Wave of job losses follow the day of reckoning firm
closures
A wave of
job cuts world-wide demonstrates the declining depression-like conditions of
the global economy. In the US 40,000 coal mining jobs have gone; Wal-Mart
slashed 10,000 jobs and 154 stores; and the freight transport industry is in a
slump.
Here in
Australia whilst the Australian Bureau of Statistics (ABS) reports an
unemployment rate of 5.8 per cent (727,000) the Roy Morgan survey for January
gives a more realistic unemployment rate of 10.3 per cent (2,575,000).
Two major
retailers have collapsed: Dick Smith Electronics has placed in jeopardy 3,300
jobs and 393 stores; Woolworths announced it will exit its Masters hardware
business, threatening 7,000 jobs and 63 stores.
Last year
Chevron cut 1,200 jobs in Australia. In January Clive Palmer's Queensland
Nickel Yabulu refinery closed with 237 jobs gone.
The loss
of jobs in the mining industry in Australia is never ending:
CBH
Resources - 116 jobs
Panoramic
Resources - 50 jobs
Mincor
Resources - 90 jobs
Independence
Group - 28 jobs
Newcrest
Mining - 100 jobs
Oz
Minerals - 100 jobs
ANGLO
American - 245 jobs
Other industries
are also carrying out job cuts:
Freight
carrier Pacific National - 46 jobs
Ship
builder BAE - 325 jobs
Ship
repairer Forgacs - 150 jobs
Auto
parts manufacturer SMR Automotive - 140 jobs
Banking
giant Barclays - 80 jobs
Bank of
Queensland - 50 jobs
Lion
Beer, Spirits and Wine Australia - 39 jobs
The
University of Western Australia - 300 jobs
CSIRO - 120 jobs
Arrium
(formerly OneSteel) – hundreds forecast along with possible closure of Whyalla
steelworks
The
federal government - 700 jobs
WA
government - 1,163 jobs
Only a different mode of production can overcome
the economic crisis and threat of war
It is
obvious that finance capital through its central bankers and capitalist
governments has only expanded and intensified the continual waves of economic
crisis that it inflicts on the world.
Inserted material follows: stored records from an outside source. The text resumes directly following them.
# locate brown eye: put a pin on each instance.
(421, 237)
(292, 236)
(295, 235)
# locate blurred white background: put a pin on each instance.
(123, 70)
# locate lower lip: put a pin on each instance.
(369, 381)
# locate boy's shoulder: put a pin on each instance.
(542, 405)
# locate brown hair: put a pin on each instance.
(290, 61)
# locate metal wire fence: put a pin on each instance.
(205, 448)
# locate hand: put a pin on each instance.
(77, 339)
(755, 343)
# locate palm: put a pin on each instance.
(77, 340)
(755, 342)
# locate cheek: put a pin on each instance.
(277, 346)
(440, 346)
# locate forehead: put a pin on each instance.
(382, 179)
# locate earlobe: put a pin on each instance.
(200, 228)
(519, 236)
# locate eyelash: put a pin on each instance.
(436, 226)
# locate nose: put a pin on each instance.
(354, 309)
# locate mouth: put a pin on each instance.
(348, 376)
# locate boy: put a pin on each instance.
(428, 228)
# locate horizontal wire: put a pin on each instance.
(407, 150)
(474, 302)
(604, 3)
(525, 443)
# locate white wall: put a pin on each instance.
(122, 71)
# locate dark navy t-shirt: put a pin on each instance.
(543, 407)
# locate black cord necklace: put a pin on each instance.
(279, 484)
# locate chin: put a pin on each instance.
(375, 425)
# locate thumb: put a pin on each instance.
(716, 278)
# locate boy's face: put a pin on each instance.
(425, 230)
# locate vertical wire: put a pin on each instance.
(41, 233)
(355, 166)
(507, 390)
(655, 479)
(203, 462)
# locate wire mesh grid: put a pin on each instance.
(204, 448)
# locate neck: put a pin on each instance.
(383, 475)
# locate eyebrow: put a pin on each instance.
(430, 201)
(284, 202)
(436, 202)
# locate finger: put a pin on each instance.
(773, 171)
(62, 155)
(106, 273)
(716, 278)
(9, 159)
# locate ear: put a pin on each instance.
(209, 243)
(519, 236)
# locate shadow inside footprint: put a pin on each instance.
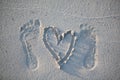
(29, 34)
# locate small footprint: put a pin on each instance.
(83, 52)
(29, 36)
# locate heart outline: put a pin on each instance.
(59, 37)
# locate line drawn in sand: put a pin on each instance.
(59, 44)
(73, 51)
(29, 36)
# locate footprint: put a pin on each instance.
(58, 43)
(29, 36)
(83, 52)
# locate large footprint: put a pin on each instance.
(29, 36)
(83, 53)
(59, 44)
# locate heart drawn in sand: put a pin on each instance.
(58, 43)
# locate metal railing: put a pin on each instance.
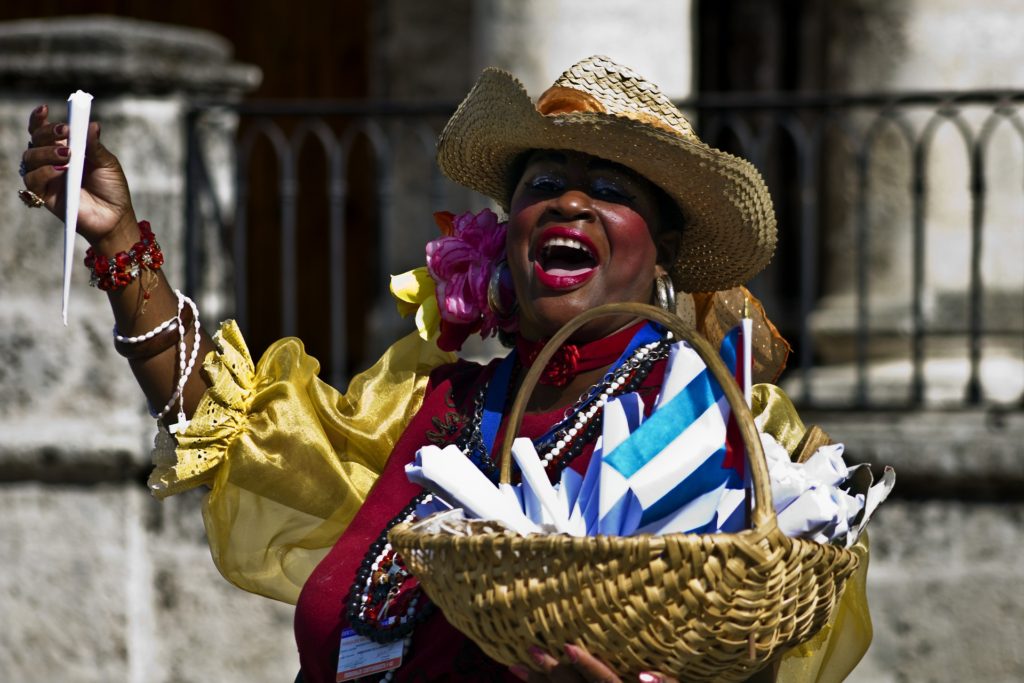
(811, 148)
They are only interested in the
accumulation of capital for themselves and consequently like mad men pour cash
into financial markets sparking off speculation and parasitic mergers and
fire-sale buy outs.
This
finally brings about the day of reckoning of widespread destruction of
productive activity (wipe out excess capacity - close down firms, plants,
machinery) and job and welfare losses to the working class.
The
escalating global economic crisis additionally risks igniting the geopolitical
pressures and the drive to war by the US and other imperialist countries.
The US
military strategy of the 'Asia Pivot' and the conflicts it has sown in the
Ukraine and Syria are pointed directly at blunting competition from China and
Russia.
As Marx
pointed out long ago only a different mode of production, socialism then
communism, will remove the exploitation and oppression that the working class
has to endure under capitalism. However this requires that the working class
wrest state power from the capitalists and imperialists, and destroy all the capitalist
state’s functions and structures.
The
state’s role in a capitalist society is to enforce upon the worker the task
“…to satisfy the need of existing values for valorization (i.e. creating growth
of and for capital). In contrast to capitalism, communism is“…the inverse
situation, in which the objective wealth is there to satisfy the worker’s own
need for development.”
The
humane purpose of communism is that “…the free development of each is the
condition for the free development of all.”